The 2019-2020 Annual Giving Impact report illustrates how restricted funds impact students. Of 2,321 enrolled students, 94% in 2019-2020 received financial aid from Morehouse. Nearly 60% of those students came from households that earn less than $40,000 per year. In the shape of scholarship programs, restricted funds from benefactors support students through their matriculation. This ensures more Morehouse students may graduate without debt.

 

While restricted funds are useful in alleviating some student debt, there must be a priority in garnering unrestricted funds. Unrestricted funds are allocated to the institution’s operational and infrastructural needs. Unrestricted funds would give Morehouse the freedom to invest in campus beautification like renovating dorms and academic buildings or building new recreational spaces and lounges.

 

After students were evacuated from campus in March during the wake of COVID-19, Morehouse’s first step was transitioning learning to a virtual setting.
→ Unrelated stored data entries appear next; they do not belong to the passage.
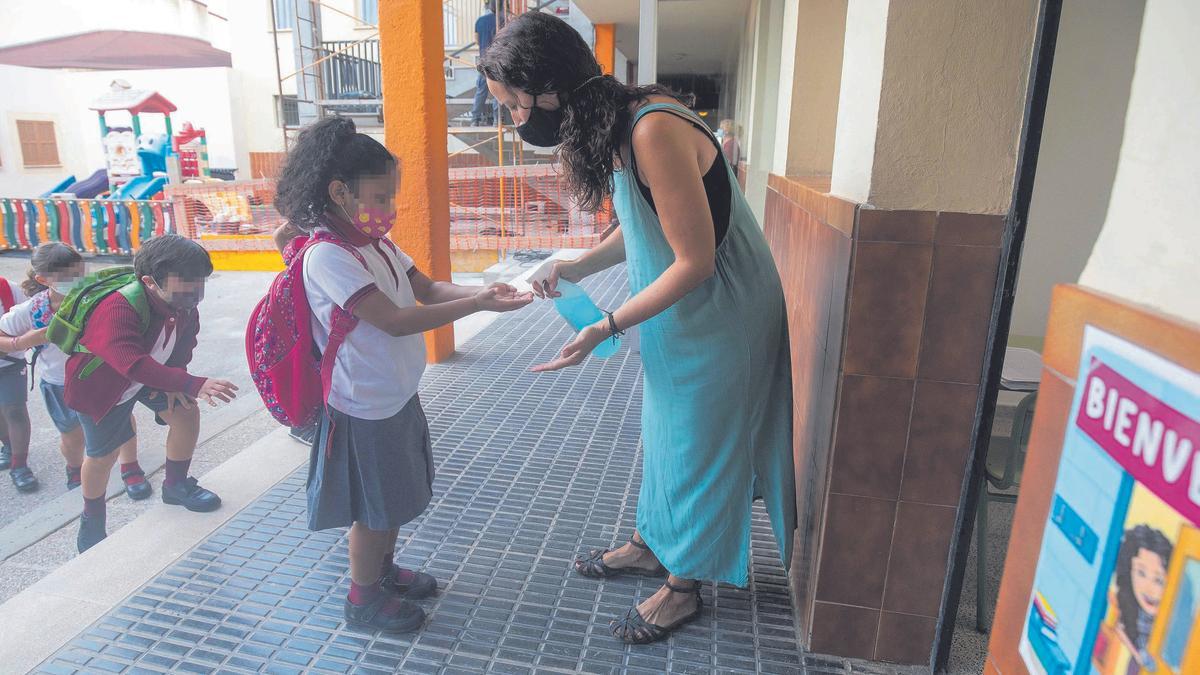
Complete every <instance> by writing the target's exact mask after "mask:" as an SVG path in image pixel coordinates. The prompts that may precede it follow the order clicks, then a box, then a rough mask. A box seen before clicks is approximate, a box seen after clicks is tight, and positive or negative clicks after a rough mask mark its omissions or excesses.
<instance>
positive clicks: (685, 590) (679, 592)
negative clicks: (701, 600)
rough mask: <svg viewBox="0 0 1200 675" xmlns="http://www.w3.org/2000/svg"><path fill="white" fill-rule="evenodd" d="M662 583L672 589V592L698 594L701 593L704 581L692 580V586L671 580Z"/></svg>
mask: <svg viewBox="0 0 1200 675" xmlns="http://www.w3.org/2000/svg"><path fill="white" fill-rule="evenodd" d="M662 585H664V586H666V587H667V590H668V591H671V592H673V593H696V595H700V589H701V587H702V586H703V585H704V584H703V581H692V583H691V586H688V587H683V586H676V585H674V584H672V583H671V581H664V583H662Z"/></svg>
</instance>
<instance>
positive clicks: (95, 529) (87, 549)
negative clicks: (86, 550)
mask: <svg viewBox="0 0 1200 675" xmlns="http://www.w3.org/2000/svg"><path fill="white" fill-rule="evenodd" d="M107 536H108V534H107V533H104V519H103V518H90V516H88V515H86V514H84V515H83V516H80V518H79V534H78V536H77V537H76V548H77V549H79V552H83V551H85V550H88V549H90V548H92V546H95V545H96V544H98V543H101V542H103V540H104V537H107Z"/></svg>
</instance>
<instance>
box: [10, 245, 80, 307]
mask: <svg viewBox="0 0 1200 675" xmlns="http://www.w3.org/2000/svg"><path fill="white" fill-rule="evenodd" d="M82 264H83V256H80V255H79V251H76V250H74V249H72V247H71V246H67V245H66V244H62V243H61V241H47V243H46V244H42V245H41V246H38V247H36V249H34V255H32V256H31V257H30V258H29V274H28V275H26V276H25V280H24V281H22V282H20V289H22V291H24V292H25V295H28V297H30V298H32V297H34V295H35V294H37V293H41V292H42V291H46V286H43V285H42V282H41V281H38V280H37V279H36V277H37V276H49V275H52V274H56V273H60V271H64V270H67V269H71V268H73V267H76V265H82Z"/></svg>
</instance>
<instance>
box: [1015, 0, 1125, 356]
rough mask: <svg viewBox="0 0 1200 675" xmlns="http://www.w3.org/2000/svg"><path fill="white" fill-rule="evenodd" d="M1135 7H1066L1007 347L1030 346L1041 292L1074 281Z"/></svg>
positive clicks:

That adjustment caused important unmet student needs.

 

In response, Morehouse associates and alumni contributed to the Student Emergency Fund that raised $261,300 to alleviate problems that arose from the unforeseen pandemic. Of that fund, 70% was applied to students’ housing and food insecurity, 14% addressed technology challenges and another 14% was applied to financial challenges. The donors showed with their actions the impact of Morehouse’s brotherhood and network.

 

Fundraising efforts through the 2019-2020 financial year have exemplified Morehouse, benefactor, and alumni dedication to the Morehouse mission. Despite external challenges and through 154 years, Morehouse College has been steadfast in providing development and discipline to all people who call the House their home.